By that time, I was attending North Division, which overcame the odds and produced a former school superintendent, first Black congresswoman, and a four-star general, among others.

But they did so despite the facility, which was literally falling down around them. A common joke back in the day was that you could tell a North grad. After all, they were thinner than other students because they were crammed like sardines in a school built for half its number, and if asked, they would say there were only 48 states because their history books were so old.

Across town, the district was constructing a new state-of-the-art school, Marshall, which we were told would be restricted to White students. Yeah, you read that correctly.

In fact, if you read my book, ‘Not Yet Free at Last,’ you’d know segregation was the rule of the day in part because the president of the MPS board declared our children should not be allowed to attend White schools because they they were uncivilized and would probably urinate in the water fountains.

Her remarks, and the refusal of MPS to educate Black children even after desegregation, prompted State Rep. Polly Williams to introduce a bill to carve out a separate Black district, with a new North as the centerpiece.

Oops, sorry again, I forgot the mandate that we can’t talk about any history linked to the Critical Race Theory (yeah, racism vs. race), as it would shoot White Chillins.

Something else came out of that era that could solve the ‘false’ roadblock of a MPS break up, resulting in ‘resegregation’ of the district.

Former state Senator Dennis Conta introduced a district-wide ‘cluster’ program to replace the failing MPS monopoly district.

Under his proposal, MPS would be broken up into smaller districts, including a suburban schools.

Unfortunately (depending on your point of view), the Conta Plan died a horrible death when suburban liberals were forced to pull off their sheets to express their racist opposition to mixing the so-called races.

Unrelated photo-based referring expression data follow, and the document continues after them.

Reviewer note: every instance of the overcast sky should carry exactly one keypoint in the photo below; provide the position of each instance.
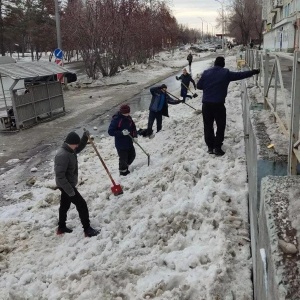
(189, 12)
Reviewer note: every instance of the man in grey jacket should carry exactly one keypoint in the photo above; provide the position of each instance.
(66, 176)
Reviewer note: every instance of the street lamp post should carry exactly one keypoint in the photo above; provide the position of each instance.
(57, 20)
(222, 5)
(202, 27)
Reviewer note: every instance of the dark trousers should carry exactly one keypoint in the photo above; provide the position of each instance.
(214, 112)
(126, 157)
(183, 94)
(152, 117)
(79, 202)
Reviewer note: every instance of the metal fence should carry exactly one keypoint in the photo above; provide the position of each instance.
(286, 108)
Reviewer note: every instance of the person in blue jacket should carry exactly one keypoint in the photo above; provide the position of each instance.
(214, 83)
(123, 129)
(159, 107)
(185, 78)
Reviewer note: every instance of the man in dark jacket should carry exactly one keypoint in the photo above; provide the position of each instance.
(66, 176)
(121, 127)
(185, 78)
(159, 107)
(214, 83)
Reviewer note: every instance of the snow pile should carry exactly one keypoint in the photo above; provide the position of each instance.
(178, 232)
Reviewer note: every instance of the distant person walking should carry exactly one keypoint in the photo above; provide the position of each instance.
(185, 78)
(214, 83)
(159, 107)
(121, 127)
(190, 60)
(66, 177)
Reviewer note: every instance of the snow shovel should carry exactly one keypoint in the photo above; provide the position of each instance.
(195, 95)
(148, 155)
(116, 188)
(197, 111)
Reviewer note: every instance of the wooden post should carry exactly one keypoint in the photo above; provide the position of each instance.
(295, 111)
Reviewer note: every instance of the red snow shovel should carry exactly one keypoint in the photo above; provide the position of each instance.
(116, 188)
(148, 155)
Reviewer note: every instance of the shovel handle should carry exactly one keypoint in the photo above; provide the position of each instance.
(98, 154)
(182, 102)
(186, 87)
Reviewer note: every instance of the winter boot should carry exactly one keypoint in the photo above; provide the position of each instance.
(62, 230)
(124, 172)
(91, 232)
(210, 150)
(219, 152)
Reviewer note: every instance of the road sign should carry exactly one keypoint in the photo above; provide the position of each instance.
(58, 53)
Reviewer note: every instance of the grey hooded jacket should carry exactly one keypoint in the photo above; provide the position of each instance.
(66, 166)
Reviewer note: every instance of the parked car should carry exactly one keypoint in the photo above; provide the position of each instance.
(69, 77)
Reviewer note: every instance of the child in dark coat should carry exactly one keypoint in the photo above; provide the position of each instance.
(123, 129)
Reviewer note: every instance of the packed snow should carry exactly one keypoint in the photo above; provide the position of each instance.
(179, 231)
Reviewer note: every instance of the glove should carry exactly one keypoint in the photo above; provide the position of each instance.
(125, 132)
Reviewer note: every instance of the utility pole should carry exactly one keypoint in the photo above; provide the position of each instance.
(57, 20)
(202, 28)
(223, 31)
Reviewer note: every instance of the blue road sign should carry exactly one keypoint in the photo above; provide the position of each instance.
(58, 53)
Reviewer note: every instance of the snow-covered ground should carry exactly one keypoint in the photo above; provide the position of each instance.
(179, 231)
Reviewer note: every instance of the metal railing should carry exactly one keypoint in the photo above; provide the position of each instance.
(286, 107)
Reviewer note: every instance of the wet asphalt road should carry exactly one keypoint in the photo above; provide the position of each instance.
(36, 146)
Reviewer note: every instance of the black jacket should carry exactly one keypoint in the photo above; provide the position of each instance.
(186, 79)
(66, 166)
(118, 123)
(156, 92)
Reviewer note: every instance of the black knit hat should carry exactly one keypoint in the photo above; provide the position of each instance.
(72, 138)
(220, 61)
(124, 109)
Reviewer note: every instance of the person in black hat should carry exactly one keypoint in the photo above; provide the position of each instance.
(159, 107)
(185, 78)
(66, 177)
(123, 129)
(214, 83)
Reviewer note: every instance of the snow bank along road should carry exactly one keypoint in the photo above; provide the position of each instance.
(179, 231)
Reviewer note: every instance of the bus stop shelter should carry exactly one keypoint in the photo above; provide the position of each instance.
(23, 106)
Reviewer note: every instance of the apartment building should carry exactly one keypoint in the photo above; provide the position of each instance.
(281, 21)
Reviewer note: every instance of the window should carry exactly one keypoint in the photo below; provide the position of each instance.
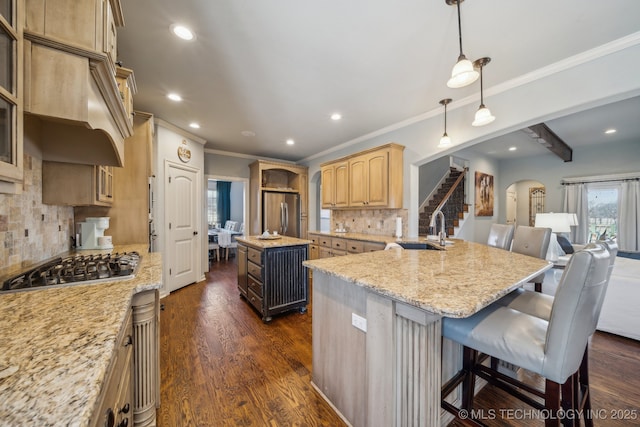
(212, 207)
(603, 210)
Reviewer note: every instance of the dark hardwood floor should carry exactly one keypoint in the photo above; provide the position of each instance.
(221, 366)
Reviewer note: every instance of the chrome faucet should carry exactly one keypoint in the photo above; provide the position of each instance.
(442, 235)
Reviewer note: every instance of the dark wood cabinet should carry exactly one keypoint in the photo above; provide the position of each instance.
(274, 280)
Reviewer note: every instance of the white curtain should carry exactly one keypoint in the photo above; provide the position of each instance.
(629, 213)
(576, 201)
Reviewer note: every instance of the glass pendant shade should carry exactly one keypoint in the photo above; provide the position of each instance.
(463, 73)
(445, 141)
(483, 116)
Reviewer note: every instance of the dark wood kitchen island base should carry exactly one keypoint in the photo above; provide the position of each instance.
(271, 275)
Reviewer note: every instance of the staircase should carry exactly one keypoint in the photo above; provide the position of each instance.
(453, 207)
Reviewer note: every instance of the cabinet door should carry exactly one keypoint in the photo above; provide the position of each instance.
(341, 185)
(377, 179)
(358, 181)
(327, 180)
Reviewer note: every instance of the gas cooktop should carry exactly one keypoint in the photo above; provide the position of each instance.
(75, 269)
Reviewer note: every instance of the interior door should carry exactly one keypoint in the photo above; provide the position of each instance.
(183, 219)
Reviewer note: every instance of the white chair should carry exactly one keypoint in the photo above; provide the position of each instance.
(553, 349)
(532, 241)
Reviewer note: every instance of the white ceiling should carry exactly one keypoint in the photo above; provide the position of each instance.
(280, 68)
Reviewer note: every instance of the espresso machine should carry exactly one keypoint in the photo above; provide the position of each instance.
(91, 234)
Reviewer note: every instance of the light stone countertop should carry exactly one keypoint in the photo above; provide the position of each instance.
(456, 282)
(62, 340)
(257, 242)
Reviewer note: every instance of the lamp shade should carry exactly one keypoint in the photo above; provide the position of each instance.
(557, 222)
(463, 74)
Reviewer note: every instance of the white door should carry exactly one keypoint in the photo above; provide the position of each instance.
(183, 222)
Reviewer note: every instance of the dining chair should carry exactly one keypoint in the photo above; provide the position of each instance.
(553, 349)
(532, 241)
(500, 236)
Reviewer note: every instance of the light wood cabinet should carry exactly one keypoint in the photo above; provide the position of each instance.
(369, 179)
(71, 184)
(283, 177)
(335, 185)
(115, 403)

Since I didn’t see Yeshua’s footprints in the snow, I assume He hasn’t returned and forced the ‘Kloset Klan’ to address their sins. In laymen’s terms, which means I doubt if they will be more accommodating today than yesteryear.

But I wouldn’t mind seeing a revised Conta proposal on the table if for no other reason than to expose their hypocrisy and eliminate the excuse of resegregation.

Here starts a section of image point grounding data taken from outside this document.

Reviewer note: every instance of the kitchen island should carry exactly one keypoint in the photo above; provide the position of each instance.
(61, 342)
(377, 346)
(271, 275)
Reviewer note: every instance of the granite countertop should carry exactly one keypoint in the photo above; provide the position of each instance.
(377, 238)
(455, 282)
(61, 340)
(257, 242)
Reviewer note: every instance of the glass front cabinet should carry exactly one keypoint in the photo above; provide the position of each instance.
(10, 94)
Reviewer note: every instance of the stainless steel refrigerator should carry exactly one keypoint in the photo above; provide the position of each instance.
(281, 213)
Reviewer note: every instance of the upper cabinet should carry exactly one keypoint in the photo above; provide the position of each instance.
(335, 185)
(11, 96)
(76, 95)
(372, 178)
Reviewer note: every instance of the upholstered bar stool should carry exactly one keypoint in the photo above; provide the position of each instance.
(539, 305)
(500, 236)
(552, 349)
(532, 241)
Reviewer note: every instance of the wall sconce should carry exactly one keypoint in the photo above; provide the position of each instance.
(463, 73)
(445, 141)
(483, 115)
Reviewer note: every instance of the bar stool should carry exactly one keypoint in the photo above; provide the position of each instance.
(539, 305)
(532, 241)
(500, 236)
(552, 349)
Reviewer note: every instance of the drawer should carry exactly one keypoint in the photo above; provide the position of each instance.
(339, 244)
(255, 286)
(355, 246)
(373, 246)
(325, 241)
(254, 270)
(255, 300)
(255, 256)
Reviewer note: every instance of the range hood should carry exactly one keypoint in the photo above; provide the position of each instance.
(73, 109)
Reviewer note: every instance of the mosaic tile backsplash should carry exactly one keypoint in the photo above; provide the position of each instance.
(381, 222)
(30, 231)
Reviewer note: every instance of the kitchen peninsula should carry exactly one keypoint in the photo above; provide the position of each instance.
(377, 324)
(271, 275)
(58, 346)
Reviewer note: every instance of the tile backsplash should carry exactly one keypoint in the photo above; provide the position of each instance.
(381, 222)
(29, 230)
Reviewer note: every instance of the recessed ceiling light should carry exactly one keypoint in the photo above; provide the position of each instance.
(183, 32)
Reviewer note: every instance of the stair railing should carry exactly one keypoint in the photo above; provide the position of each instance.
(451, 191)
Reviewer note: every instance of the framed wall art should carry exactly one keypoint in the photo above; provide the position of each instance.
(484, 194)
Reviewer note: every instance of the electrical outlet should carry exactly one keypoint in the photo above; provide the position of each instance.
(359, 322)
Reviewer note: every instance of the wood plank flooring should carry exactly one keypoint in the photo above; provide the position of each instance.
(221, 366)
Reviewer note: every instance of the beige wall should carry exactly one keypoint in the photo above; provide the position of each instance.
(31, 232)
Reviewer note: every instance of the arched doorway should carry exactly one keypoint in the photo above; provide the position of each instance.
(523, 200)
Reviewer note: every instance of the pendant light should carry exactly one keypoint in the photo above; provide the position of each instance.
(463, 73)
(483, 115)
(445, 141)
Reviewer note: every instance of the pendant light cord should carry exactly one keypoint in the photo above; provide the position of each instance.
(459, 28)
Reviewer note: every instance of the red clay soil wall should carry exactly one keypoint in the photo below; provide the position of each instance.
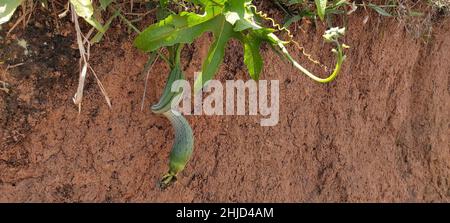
(380, 132)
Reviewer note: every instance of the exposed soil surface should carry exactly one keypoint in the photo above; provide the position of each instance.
(380, 132)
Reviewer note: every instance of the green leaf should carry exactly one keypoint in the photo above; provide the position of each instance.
(321, 6)
(223, 31)
(104, 3)
(7, 8)
(238, 14)
(252, 57)
(183, 28)
(84, 9)
(379, 10)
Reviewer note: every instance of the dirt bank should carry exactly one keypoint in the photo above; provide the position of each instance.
(380, 132)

Other proposals are floating around which deserve consideration by the community.

At least one African American alderman, state representative, and a former MPS superintendent support an initiative to create a community-controlled paradigm for North Division (currently considered the worst high school in the state) that, if successful, could serve as a launching point for similar reforms.

Director Aisha Carr, the only board member, sounding an alarm about the failure of thousands of Black students, is proposing an altered school week providing wrap-around services.

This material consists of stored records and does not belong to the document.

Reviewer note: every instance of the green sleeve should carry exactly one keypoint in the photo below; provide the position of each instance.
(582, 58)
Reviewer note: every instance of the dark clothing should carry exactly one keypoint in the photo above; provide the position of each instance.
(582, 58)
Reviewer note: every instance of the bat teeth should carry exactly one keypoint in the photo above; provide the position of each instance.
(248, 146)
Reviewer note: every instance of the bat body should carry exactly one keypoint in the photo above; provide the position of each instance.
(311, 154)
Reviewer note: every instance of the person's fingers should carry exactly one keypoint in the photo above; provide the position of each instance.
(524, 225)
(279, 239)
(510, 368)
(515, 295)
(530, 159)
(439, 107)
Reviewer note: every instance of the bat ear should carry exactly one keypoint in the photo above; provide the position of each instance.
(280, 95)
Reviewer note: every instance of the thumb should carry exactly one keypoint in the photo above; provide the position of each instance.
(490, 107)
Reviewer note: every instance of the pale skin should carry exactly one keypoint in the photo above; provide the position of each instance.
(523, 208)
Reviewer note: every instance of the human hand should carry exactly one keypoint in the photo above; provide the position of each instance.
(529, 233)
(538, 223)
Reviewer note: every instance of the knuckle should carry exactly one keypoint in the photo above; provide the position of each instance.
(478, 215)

Unfortunately, as the only board member who puts children before the union, I fear she will suffer the same fate as former Director Wendell Harris. He was viciously attacked by fellow board members and the union for putting the interests of Black children before adults with a vested interest in maintaining the failing status quo.

Who knows, maybe we can even use those proposals as a starting point to discuss why we need reform in the first place.

Or, we can continue down this current road ensuring employment for the poverty pimps prison guards.